Ci sono molti letti, corpi uno sopra all’altro, uno vicino all’altro, corpi rannicchiati per far spazio ad altri che mancano, bisogni e desideri, speranze disincantate e ricordi dolorosi. Per Jericho Brown tutto si tiene. Ancor più: tutto si spiega. Come in “Sul mio furore”, dove il piacere accarezza l’urgenza, abbraccia la precarietà: “Amo un uomo e so che potrebbe morire/ e non per malattia/ e non per mano sua/ ma per il colore di quella mano e di tutta/ la sua pelle perfetta”.

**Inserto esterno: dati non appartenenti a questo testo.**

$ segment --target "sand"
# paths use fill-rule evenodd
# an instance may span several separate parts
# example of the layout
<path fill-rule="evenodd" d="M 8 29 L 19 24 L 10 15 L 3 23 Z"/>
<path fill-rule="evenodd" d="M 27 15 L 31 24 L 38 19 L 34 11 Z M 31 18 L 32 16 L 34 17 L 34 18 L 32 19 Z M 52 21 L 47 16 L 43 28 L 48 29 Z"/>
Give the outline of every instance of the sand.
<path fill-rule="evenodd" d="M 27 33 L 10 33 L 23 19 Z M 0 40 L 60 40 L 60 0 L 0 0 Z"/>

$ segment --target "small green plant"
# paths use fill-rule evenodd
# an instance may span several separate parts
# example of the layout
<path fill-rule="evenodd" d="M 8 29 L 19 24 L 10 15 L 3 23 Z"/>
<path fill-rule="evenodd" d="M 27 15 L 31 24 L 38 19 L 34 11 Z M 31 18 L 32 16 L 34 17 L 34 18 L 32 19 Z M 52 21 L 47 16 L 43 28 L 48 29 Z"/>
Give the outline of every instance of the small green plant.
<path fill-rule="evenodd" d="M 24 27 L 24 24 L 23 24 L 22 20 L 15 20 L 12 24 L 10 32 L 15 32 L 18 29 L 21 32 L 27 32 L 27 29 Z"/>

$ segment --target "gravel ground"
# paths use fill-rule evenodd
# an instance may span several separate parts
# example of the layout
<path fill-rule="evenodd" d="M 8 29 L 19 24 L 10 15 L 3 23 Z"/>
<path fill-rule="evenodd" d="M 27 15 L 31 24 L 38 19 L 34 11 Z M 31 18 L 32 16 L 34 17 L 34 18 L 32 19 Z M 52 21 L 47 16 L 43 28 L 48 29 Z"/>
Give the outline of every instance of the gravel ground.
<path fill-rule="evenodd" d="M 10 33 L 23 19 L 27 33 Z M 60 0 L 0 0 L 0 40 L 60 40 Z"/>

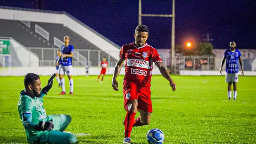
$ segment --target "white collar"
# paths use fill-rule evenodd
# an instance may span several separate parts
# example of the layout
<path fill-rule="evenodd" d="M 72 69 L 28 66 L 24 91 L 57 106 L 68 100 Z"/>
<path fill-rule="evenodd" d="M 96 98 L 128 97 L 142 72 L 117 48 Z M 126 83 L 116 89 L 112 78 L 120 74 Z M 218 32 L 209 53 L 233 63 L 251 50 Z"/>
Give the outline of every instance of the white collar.
<path fill-rule="evenodd" d="M 140 49 L 140 48 L 144 48 L 144 47 L 145 47 L 146 46 L 148 45 L 148 44 L 147 44 L 147 43 L 146 42 L 146 43 L 144 45 L 144 46 L 141 46 L 141 47 L 137 47 L 136 46 L 135 46 L 135 45 L 134 44 L 134 43 L 134 43 L 134 43 L 133 43 L 133 46 L 134 46 L 135 48 L 138 48 L 138 49 Z"/>

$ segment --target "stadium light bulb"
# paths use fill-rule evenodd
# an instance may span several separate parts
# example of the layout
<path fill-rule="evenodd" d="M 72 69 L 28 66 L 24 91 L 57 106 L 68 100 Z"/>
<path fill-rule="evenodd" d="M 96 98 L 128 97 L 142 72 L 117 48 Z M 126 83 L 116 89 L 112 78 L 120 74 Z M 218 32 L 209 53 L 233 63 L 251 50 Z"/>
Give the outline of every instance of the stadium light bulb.
<path fill-rule="evenodd" d="M 188 47 L 190 47 L 191 46 L 191 43 L 190 42 L 188 42 L 187 43 L 187 46 Z"/>

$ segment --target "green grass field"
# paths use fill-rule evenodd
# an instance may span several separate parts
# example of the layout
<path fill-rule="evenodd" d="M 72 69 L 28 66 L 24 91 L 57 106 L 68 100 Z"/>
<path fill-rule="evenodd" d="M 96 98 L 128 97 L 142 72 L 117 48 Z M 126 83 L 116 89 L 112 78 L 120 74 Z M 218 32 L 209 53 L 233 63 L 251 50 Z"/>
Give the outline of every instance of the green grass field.
<path fill-rule="evenodd" d="M 151 122 L 134 128 L 133 144 L 147 144 L 148 131 L 155 128 L 164 133 L 164 144 L 256 143 L 256 77 L 240 76 L 236 100 L 228 100 L 224 76 L 172 77 L 177 84 L 175 92 L 162 76 L 153 76 Z M 126 114 L 123 77 L 118 76 L 116 92 L 112 88 L 111 76 L 106 76 L 101 84 L 96 82 L 96 76 L 74 76 L 72 96 L 59 96 L 55 80 L 43 98 L 46 113 L 71 115 L 66 130 L 77 135 L 80 144 L 122 143 Z M 40 78 L 43 87 L 48 77 Z M 27 143 L 17 109 L 23 81 L 23 77 L 0 77 L 1 143 Z"/>

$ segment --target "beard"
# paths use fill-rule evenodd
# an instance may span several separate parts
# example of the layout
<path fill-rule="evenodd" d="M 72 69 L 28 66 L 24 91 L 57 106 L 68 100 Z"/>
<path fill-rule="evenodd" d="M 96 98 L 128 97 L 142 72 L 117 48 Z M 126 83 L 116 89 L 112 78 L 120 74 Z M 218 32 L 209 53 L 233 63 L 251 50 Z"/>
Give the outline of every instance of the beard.
<path fill-rule="evenodd" d="M 40 94 L 38 94 L 38 91 L 36 90 L 35 88 L 33 88 L 32 89 L 32 92 L 33 92 L 33 94 L 34 94 L 35 96 L 38 98 L 40 97 Z"/>

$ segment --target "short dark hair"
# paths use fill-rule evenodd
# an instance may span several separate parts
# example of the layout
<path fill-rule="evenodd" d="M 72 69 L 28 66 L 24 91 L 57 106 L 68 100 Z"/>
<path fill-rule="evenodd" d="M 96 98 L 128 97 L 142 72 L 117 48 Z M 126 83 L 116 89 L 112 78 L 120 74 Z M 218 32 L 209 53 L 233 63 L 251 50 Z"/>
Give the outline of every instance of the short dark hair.
<path fill-rule="evenodd" d="M 28 73 L 24 78 L 24 85 L 27 87 L 30 84 L 33 84 L 35 81 L 40 78 L 39 76 L 34 73 Z"/>
<path fill-rule="evenodd" d="M 138 25 L 137 26 L 136 29 L 135 29 L 135 32 L 137 31 L 148 32 L 148 28 L 147 26 L 144 25 Z"/>

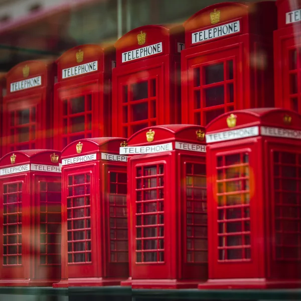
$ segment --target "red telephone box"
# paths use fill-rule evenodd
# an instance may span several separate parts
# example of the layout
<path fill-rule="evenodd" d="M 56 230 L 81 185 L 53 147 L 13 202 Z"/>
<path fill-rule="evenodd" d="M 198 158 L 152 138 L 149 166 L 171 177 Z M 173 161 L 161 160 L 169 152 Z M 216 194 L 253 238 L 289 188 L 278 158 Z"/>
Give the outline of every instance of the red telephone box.
<path fill-rule="evenodd" d="M 197 287 L 207 278 L 204 128 L 158 125 L 120 147 L 129 155 L 133 288 Z"/>
<path fill-rule="evenodd" d="M 51 148 L 54 72 L 54 64 L 46 61 L 21 63 L 8 72 L 3 154 Z"/>
<path fill-rule="evenodd" d="M 52 286 L 61 276 L 61 154 L 0 160 L 0 286 Z"/>
<path fill-rule="evenodd" d="M 276 106 L 301 113 L 301 1 L 278 0 L 278 29 L 274 32 Z"/>
<path fill-rule="evenodd" d="M 127 157 L 121 138 L 91 138 L 62 152 L 61 280 L 54 287 L 120 284 L 128 276 Z"/>
<path fill-rule="evenodd" d="M 209 6 L 184 23 L 183 123 L 206 125 L 225 112 L 274 105 L 273 2 Z"/>
<path fill-rule="evenodd" d="M 199 288 L 299 286 L 301 116 L 236 111 L 206 139 L 209 280 Z"/>
<path fill-rule="evenodd" d="M 77 46 L 57 60 L 55 84 L 55 147 L 77 139 L 111 134 L 111 71 L 115 50 Z"/>
<path fill-rule="evenodd" d="M 115 44 L 112 134 L 129 137 L 148 126 L 181 121 L 180 52 L 184 29 L 147 25 Z"/>

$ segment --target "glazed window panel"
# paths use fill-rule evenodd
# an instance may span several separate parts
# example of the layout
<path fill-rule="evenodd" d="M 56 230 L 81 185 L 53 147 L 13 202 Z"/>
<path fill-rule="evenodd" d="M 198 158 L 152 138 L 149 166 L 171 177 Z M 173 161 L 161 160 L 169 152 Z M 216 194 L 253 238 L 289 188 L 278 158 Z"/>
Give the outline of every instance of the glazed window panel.
<path fill-rule="evenodd" d="M 92 137 L 92 102 L 90 93 L 62 100 L 63 147 L 76 140 Z"/>
<path fill-rule="evenodd" d="M 11 152 L 35 148 L 37 120 L 35 106 L 11 110 L 9 114 Z"/>
<path fill-rule="evenodd" d="M 195 123 L 205 126 L 233 109 L 234 64 L 233 60 L 225 59 L 193 68 Z"/>
<path fill-rule="evenodd" d="M 208 262 L 206 165 L 186 162 L 186 261 Z"/>
<path fill-rule="evenodd" d="M 277 261 L 301 260 L 301 156 L 273 152 L 275 244 Z"/>
<path fill-rule="evenodd" d="M 69 264 L 92 261 L 90 188 L 90 173 L 68 176 L 67 213 Z"/>
<path fill-rule="evenodd" d="M 40 263 L 61 262 L 61 183 L 39 182 L 40 198 Z"/>
<path fill-rule="evenodd" d="M 122 87 L 122 128 L 128 137 L 139 129 L 157 123 L 157 78 L 150 78 Z"/>
<path fill-rule="evenodd" d="M 3 265 L 22 264 L 23 186 L 3 184 Z"/>
<path fill-rule="evenodd" d="M 136 170 L 136 261 L 164 262 L 164 166 Z"/>
<path fill-rule="evenodd" d="M 250 260 L 249 154 L 218 156 L 216 171 L 219 261 Z"/>
<path fill-rule="evenodd" d="M 109 207 L 110 216 L 110 260 L 127 262 L 127 212 L 126 173 L 110 172 Z"/>

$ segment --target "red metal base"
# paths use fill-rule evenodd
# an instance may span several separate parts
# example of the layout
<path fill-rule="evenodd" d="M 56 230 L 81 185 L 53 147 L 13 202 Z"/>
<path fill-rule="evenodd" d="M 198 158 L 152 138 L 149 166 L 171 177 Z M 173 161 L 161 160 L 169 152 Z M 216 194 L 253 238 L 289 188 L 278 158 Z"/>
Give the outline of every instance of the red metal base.
<path fill-rule="evenodd" d="M 301 287 L 301 279 L 270 280 L 264 278 L 245 279 L 209 279 L 198 285 L 199 289 L 214 288 L 296 288 Z"/>
<path fill-rule="evenodd" d="M 52 286 L 57 279 L 6 279 L 0 280 L 0 286 Z"/>
<path fill-rule="evenodd" d="M 126 280 L 122 281 L 120 282 L 121 286 L 131 286 L 132 279 L 131 277 L 129 277 Z"/>
<path fill-rule="evenodd" d="M 70 287 L 70 286 L 110 286 L 120 285 L 123 279 L 116 278 L 69 278 L 68 280 L 60 281 L 55 283 L 54 287 Z"/>
<path fill-rule="evenodd" d="M 68 279 L 62 279 L 59 282 L 52 284 L 53 287 L 68 287 Z"/>
<path fill-rule="evenodd" d="M 132 279 L 132 288 L 196 288 L 200 280 L 176 280 L 171 279 Z"/>

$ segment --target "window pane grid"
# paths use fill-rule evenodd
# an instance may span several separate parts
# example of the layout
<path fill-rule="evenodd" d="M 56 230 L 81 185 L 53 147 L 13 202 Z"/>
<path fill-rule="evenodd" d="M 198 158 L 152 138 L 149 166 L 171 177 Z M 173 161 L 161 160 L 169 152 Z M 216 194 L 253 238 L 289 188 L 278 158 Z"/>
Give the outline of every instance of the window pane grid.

Lo sfrangiamento dell’io, una sempre più evidente pluralizzazione (tanto che a un certo punto non si distingue più il confine tra autobiografia osservazione esterna) si ricompone sul finale, quando Brown torna a se stesso, alla sua figura e al suo senso di uomo e poeta, tra rivendicazione e ironia. “[…] Sono predisposto/ per qualcosa di vasto. Si estende/ ampio come il mare. Sono più d’un conquistatore. Più grande/ del coraggio. Io non marcio. Io sono quello che salta”, scrive in “Attraversando”; e in “Salvezza”, più avanti: “[…] Non sono un santo/ perché io cerco d’essere un suono, qualcosa/ che ricorderete/ quando avrete vissuto tanto da non credere al paradiso”. Poi, in “Scuro”, smonta se stesso: “Sono stufo della tua tristezza,/ Jericho Brown, della tua nerezza,/ dei tuoi libri […]./ Chiunque tu conosca è/ svitato come te. Chiunque tu ami è/ altrettanto scuro, o almeno altrettanto nero”. Nerezza e scurezza, che s’inseguono per tutto il tempo nel dramma e alla fine si raggiungono su una nota scanzonata, sono forse il suggello ideale di un libro diverso da come lo si immagina. Più semplice e al tempo stesso più complesso, in cui il piano nell’intimità prevale nettamente su quello della storia e del racconto collettivo. E non è un male. Se manca una ricognizione più complessiva sul valore della “tradizione”, c’è però il calore della vita vissuta, l’autenticità che rende credibile la materia poetica. Con questa materia la traduttrice Antonella Francini si destreggia egregiamente, aggirando le insidie irriducibili dell’inglese (la compressione dei concetti, i giochi di parole spiazzanti) e trovando in italiano una forma che risponde alle caratteristiche del libro. Nelle sue espressioni migliori Jericho Brown riesce a stare un passo avanti rispetto al sentire comune; sa dare a quello che descrive slancio lirico, elevarlo a canto (con tutto quello che di toccante e trascinante c’è nel canto) senza astrarlo e sottrargli incisività.”La tradizione” offre davvero un contributo alla coscienza (non solo civile) di chi affronta queste liriche senza pregiudizio. E soprattutto realizza l’intento dell’autore: “La poesia è un gesto verso casa”.